For some people with severe gastrointestinal illnesses or cancers, bodily wastes might need to be released through a stoma, or an opening in a patient’s body. Patients with surgically-made stomata use a bag that attaches to their body to keep that waste contained.
For many people, such as London resident Natalie Toper, who was profiled by the BBC this week, creating an artificial stoma is a life-saving procedure. Toper had the operation after she was diagnosed with late-stage bowel and rectal cancer three years ago. Ever since, she’s been living with a so-called “invisible” disability — and dealing with it in public spaces can be draining:
The mother of one says she often faces hostility when trying to use public disabled toilets.
Natalie explains: "Each and every time I have been met with verbal and physical abuse by both the able-bodied and visibly disabled communities, for trying to access facilities I am fully entitled to use.
Toper is one of a growing community of stoma wearers trying to raise awareness and destigmatize talking about GI issues and the necessary measures such illnesses entail.
Never mind ‘Romancing the Stone’, this is ‘Romancing the Stoma’!
I must have between 20 and 25 different bags to try in total now.
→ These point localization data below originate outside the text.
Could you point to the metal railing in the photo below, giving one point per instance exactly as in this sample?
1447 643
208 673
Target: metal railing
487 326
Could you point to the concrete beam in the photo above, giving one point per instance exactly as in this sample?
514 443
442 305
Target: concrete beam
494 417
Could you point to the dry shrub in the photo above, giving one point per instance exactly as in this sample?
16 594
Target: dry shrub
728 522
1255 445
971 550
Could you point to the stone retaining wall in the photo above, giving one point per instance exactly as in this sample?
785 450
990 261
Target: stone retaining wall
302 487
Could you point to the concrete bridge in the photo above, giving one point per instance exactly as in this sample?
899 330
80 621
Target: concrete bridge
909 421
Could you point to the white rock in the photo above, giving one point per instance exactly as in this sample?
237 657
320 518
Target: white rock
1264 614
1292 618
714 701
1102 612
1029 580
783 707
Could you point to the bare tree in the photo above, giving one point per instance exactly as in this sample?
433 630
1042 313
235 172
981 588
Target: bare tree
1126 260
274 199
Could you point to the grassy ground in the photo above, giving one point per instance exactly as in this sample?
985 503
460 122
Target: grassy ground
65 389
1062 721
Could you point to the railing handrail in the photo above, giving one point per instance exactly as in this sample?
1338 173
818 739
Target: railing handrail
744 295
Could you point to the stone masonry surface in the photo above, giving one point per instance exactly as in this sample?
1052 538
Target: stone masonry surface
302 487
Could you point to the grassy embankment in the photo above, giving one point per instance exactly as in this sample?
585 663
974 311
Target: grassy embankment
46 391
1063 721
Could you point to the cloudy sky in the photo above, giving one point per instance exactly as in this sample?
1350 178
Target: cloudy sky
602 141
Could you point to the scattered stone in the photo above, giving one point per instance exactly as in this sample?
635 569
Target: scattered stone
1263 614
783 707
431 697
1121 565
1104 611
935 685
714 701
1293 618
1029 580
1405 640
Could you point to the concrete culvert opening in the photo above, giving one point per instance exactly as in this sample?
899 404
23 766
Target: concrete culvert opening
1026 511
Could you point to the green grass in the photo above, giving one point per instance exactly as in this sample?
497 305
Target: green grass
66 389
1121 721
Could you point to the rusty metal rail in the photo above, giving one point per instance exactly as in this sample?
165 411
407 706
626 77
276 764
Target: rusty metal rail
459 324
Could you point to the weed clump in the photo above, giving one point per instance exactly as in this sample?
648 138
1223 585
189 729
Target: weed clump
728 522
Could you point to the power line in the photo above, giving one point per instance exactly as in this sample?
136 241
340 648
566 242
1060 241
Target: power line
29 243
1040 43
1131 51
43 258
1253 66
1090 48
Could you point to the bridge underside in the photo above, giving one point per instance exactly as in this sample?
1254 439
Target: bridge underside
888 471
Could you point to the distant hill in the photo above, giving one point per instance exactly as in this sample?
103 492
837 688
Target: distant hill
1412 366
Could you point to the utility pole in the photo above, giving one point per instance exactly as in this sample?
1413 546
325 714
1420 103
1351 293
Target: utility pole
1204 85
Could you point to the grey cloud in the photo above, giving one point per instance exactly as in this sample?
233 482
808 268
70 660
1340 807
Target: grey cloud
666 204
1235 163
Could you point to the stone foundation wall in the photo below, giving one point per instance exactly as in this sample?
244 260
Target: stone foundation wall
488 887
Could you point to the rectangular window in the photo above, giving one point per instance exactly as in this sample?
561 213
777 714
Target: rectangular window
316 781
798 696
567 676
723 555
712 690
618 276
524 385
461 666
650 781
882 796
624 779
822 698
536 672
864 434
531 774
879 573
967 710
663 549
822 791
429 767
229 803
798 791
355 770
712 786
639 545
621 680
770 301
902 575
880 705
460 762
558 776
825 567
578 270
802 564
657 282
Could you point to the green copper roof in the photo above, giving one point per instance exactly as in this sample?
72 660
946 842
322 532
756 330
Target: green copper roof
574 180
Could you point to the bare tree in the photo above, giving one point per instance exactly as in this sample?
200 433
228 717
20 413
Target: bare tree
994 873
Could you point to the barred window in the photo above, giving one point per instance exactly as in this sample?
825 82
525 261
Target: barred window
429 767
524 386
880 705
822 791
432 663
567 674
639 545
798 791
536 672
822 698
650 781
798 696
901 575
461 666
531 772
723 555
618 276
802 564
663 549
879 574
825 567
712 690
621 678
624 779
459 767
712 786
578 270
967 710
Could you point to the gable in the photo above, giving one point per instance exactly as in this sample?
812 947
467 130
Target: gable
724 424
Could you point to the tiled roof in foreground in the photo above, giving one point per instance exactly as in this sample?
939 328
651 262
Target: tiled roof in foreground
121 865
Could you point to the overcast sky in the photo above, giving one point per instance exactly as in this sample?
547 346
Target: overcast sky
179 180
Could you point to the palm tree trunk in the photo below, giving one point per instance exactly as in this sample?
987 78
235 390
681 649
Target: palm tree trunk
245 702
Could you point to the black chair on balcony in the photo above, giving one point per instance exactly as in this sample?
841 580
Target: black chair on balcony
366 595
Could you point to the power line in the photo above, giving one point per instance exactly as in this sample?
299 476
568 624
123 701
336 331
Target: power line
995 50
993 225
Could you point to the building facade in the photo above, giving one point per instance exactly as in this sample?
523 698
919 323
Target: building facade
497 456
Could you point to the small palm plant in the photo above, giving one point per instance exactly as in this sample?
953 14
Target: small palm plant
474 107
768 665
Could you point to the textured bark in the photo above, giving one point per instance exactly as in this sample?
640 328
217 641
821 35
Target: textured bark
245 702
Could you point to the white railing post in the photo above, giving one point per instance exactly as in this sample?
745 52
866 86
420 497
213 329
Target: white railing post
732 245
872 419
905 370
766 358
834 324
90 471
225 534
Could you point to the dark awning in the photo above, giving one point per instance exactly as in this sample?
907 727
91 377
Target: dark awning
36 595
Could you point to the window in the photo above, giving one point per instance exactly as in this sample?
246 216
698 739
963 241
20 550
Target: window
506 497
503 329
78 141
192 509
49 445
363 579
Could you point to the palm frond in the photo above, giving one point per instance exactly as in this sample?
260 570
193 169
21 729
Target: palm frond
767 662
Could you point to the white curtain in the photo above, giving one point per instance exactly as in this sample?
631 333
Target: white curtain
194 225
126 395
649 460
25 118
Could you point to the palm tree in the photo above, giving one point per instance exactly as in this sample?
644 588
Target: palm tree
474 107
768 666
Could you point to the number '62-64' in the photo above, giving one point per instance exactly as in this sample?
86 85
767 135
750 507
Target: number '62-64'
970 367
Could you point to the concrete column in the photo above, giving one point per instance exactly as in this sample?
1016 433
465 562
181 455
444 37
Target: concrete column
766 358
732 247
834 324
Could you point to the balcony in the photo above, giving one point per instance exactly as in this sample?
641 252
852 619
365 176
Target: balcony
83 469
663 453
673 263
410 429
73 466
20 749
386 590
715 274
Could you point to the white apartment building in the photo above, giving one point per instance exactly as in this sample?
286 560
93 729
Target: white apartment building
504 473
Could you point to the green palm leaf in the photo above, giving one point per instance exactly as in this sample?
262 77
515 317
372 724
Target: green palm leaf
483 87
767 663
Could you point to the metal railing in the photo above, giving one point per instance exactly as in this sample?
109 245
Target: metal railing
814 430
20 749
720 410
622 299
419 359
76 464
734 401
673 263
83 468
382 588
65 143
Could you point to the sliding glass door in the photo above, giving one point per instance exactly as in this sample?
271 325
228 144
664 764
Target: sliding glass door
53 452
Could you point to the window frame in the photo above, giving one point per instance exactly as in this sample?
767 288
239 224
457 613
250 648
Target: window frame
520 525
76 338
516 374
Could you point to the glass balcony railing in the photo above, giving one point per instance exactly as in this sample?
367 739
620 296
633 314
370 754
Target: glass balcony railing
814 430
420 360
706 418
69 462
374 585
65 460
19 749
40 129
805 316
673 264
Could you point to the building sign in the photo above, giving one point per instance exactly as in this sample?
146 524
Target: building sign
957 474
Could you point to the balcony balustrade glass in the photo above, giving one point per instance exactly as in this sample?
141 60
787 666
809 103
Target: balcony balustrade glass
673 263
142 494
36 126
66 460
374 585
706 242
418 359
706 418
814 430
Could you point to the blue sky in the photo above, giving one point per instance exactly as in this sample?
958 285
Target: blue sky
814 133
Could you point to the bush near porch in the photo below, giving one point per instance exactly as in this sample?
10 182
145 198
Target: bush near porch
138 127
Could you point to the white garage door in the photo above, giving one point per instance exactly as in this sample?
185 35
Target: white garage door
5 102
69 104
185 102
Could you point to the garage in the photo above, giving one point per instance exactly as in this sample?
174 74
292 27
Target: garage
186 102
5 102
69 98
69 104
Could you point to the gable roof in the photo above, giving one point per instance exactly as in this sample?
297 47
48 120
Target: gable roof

So far my favourite part of this is the lubricating deodorant, but I only have 3 sachets left, who do I gotta kill to get more? pic.twitter.com/XFvClg7qic
— Natalie (@nattoper) November 27, 2017
"I felt like I was being punished for a crime I didn't know I had committed," she recalls. "But the choices were, 'Have a stoma and live or don't have one and die, and die quickly.'"
Imagine being told that you have a life-threatening illness. Imagine having to relearn how to carry out previously straightforward tasks such as using a public toilet. Imagine not only having to come to terms with all of this but also facing hostility because you have a hidden disability.